La remise en état des rives se poursuit à Yverdon-les-Bains (VD). Les opérations de pompage sont terminées, le bois mort a été en grande partie ramassé, place aux travaux de réfection des berges et de sécurisation des arbres. En attendant la réouverture de la plage.

A la plage, des employés de la ville s'affairent à remettre en place les margelles qui bordent le lac: "Il en manque une. On ne l'a pas retrouvée", montrent-ils. Après la montée des eaux, la bise s'est levée et a formé des vagues qui ont tout emporté.

Sur le chemin qui longe le camping, une allée de peupliers ourle le lac. Un peu partout, les enrochements se sont affaissés. Une grosse pierre a glissé d'un demi-mètre. "Elle fait une tonne facilement. Cela montre bien la force des vagues et du vent qui a soufflé durant plusieurs jours", explique Antoine Sauser, adjoint au chef du Service des travaux et environnement.

Au rythme du reflux

Les travaux de remise en état des berges ont bien avancé, au rythme du reflux des eaux.

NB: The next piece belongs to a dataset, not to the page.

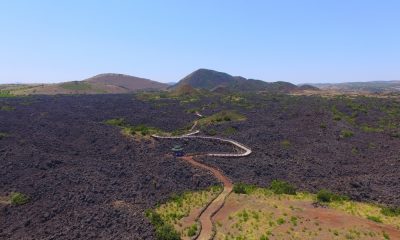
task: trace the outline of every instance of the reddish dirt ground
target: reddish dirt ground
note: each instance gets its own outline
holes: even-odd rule
[[[400,239],[400,231],[393,226],[375,223],[371,220],[353,216],[340,210],[314,207],[312,202],[309,201],[282,200],[279,204],[302,209],[294,214],[297,218],[302,219],[302,222],[299,224],[298,228],[294,228],[292,231],[301,232],[300,229],[305,228],[309,231],[318,232],[319,234],[317,238],[315,238],[315,236],[303,236],[305,237],[304,239],[342,239],[340,237],[335,238],[331,232],[324,231],[326,229],[340,229],[342,232],[350,229],[363,229],[379,234],[379,236],[373,236],[372,238],[371,236],[363,236],[363,239],[382,239],[381,234],[383,232],[390,236],[390,239]],[[224,207],[215,214],[214,221],[224,225],[221,231],[225,232],[225,234],[230,231],[234,232],[234,229],[227,227],[230,221],[229,216],[233,216],[233,214],[243,209],[247,209],[248,211],[262,210],[278,215],[276,209],[269,206],[266,202],[262,203],[255,198],[232,193],[232,195],[229,195],[226,199]],[[315,224],[316,222],[318,222],[318,224]],[[273,233],[285,233],[290,228],[292,228],[290,224],[277,226]],[[324,230],[321,231],[320,228]],[[277,236],[270,236],[269,239],[276,239],[276,237]],[[277,239],[281,238],[278,237]]]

Il y a un peu plus de deux semaines, toute la zone qui borde le lac était inondée. "On voyait des poissons nager sur le parking de la plage", se souvient Brenda Tuosto, municipale de la mobilité, des travaux et de l'environnement.

Les eaux se sont retirées. Il reste un terrain détrempé et ça et là des poches d'eau plus ou moins imposantes. La principale préoccupation est désormais le risque de chutes d'arbres. Une dizaine sont sous haute surveillance: plusieurs arbres centenaires tels que des saules, des peupliers, plusieurs pins noirs et des pins maritimes.

Tests de traction

Pour évaluer leur résistance, des tests de traction ont été menés. "C'est une technique beaucoup pratiquée en Allemagne, plus rare en Suisse", explique M. Sauser. Un camion tire un câble attaché à l'arbre, afin de simuler un fort coup de bise. Des instruments de mesure calculent si le tronc fléchit et si la motte racinaire bouge.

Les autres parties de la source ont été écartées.